Wednesday, April 7, 2010

Selling online business websites -- how the buyer attributes value

A very important aspect of acquiring a website is having both the Buyer and Seller be reasonable with their price expectations.

Let's just get one thing straight, just because Google is trading at a 30X multiple it doesn't mean that the website you plan on selling should and would justify the same multiple.  Google is a game changer that more or less invented a whole new business model and a platform for building additional technology.  In addition, they are a very successful publicly traded company, with the emphasis on being public.  They also have thousands of employees and mint cash on a daily basis.

Even a successful, profitable, $250M per year company that is private has a discount applied to their shares.  This discount is applied to the value of the company because the assets are not liquid.  Keep in mind too because you are likely a small "mom and pop" shop, and most likely private, there will also be a discount applied to you.  If you have shares of your website you can share publicly on NASDAQ, you can ignore my previous statement, otherwise this applies to you.

Chances are, your website, although successful, won't garner the same level of excitement as Google, and therefore would not justify the same multiple.  In addition, most of the websites out there are just what they are, websites. 

Now that we have gotten you off the 30X multiple high horse, what should you really expect?

Ultimately, the goal of any acquisition is for the Seller and Buyer to come to terms they can agree on.  The transaction is only successful if it's completed. 

Here is how companies who are interested in acquiring your site value your online website business

They look at your historical performance as an indicator of future potential.  Although this is an inaccurate science, this is the best tool we have.  Even when you judge which mutual fund or stock to invest in, you take into account at their historical performance.  Why should an acquisition of a website (which is also a form of investment) be any different?

Keywords that drive traffic to your site is very important.  For a mortgage company, keywords that attribute to people transacting on mortgage offerings is more important than people arriving at your site looking for "Britney Spears" or "free hot dogs".  This is why some "targeted" sites with much smaller volume justify a higher purchase price than another site with more volume but less relevant traffic.  Relevant traffic changes from Buyer to Buyer.  Just because one Buyer who's in the mortgage space decides your website only has 2% relevant traffic doesn't mean a Britney Spears fan site wouldn't find the rest of your 98% traffic valuable.  For example, if you run and operate a porn site, you're not going to try to sell it as an education web property.  This goes back to you having to find the right Buyer for your site.  It is all about the "fit".

What value to attribute to the Seller

This is more art than science with the valuation process. The most clear example I have is how the Buyer decides what to attribute to the Seller and what to the Buyer.  You may have a very crappy site with a lot of potential, but that does not mean you will get paid on that potential.

Why?

A good parallel is if I buy a classic junker from you but I have to spend a lot of resources to restore said car, does that mean I should pay you the full value of the restored car for your junker?  Not really, right?  The same principal applies to selling your website.  If you have a website that will require the Buyer to invest a lot of resources for it to get to where the Buyer wants the site to be, it is not likely the Buyer will attribute a lot of that eventual value to the price he is willing to pay upfront for the site.  On the other hand, if your site is already optimized and ready to go, or plug-and-play, there is much more value the Buyer can attribute to the purchase because there will be minimal investment he/she will need to make.

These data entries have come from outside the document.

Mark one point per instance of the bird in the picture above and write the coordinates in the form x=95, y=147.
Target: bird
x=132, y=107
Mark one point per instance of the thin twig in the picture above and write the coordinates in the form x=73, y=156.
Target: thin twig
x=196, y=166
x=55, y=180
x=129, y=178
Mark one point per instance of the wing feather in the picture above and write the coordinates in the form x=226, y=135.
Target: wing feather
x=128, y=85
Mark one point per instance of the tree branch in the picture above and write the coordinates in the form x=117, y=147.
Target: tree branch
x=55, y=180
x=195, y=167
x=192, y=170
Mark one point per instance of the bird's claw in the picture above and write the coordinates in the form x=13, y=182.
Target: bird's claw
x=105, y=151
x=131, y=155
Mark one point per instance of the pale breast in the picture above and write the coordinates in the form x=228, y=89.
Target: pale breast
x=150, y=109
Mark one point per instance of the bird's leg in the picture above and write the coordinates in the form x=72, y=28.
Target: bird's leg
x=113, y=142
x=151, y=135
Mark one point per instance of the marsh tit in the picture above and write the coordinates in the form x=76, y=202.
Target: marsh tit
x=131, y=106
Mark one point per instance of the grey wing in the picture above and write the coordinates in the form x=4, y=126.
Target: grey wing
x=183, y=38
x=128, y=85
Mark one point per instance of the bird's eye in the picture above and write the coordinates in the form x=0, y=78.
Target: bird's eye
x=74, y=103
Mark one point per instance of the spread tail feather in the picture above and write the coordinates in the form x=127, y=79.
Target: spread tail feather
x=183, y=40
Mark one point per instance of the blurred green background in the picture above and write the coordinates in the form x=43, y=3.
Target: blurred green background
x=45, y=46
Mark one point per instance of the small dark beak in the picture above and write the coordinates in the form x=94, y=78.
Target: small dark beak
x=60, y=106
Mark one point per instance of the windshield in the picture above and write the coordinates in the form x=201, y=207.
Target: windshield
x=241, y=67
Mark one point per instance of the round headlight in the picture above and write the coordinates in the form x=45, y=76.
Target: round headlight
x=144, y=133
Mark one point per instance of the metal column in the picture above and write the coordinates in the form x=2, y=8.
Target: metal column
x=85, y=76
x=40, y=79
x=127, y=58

I hear a lot of times Seller mentioning, "I'm glad I didn't sell my site then, cause 5-years later, I'm making more now per month than I would have made then and they're offering me more money!"  Now let's be realistic, the reason why your site is worth more now is because you invested a lot of resources improving the site's SEO rankings and adding incremental value to the site through unique content, adding proper high value back links, etc.  Everyone in this space knows SEO is a lot like running on a treadmill, you are either running harder than everyone else or they are passing you.  If you really had your site on autopilot, chances are the site would have atrophy over the 5-year period as competitors improve their rankings and surpass you. 

There is also a "strategic" value that the Buyer may, or may not, place on your site.  If the Buyer already has a lot of similar sites in his/her portfolio, he/she may not be willing to pay as much for the site as if your website will be the cornerstone of a new vertical for the company.   Good example would be rare, classic items sell for a lot more than items you can find easily.  This is just simple Economics 101 "supply and demand".  The less supply there are the more the demand will be.  Just something to consider when you are negotiating with the Buyer.

Selling an online business website isn't that difficult, and the general theories that apply with online acquisitions are the same that applies to buying/selling an used car.  What is important is to understand is the "real" value of the website and what you are willing to take for the site.  Make sure you work with a Buyer who is transparent with their process and what they can offer.  The same applies to the Seller, being honest with your Buyer will help facilitate the process as well.  End of the day, it is all about trust and transparency. 

A rational Buyer will never overpay for a site.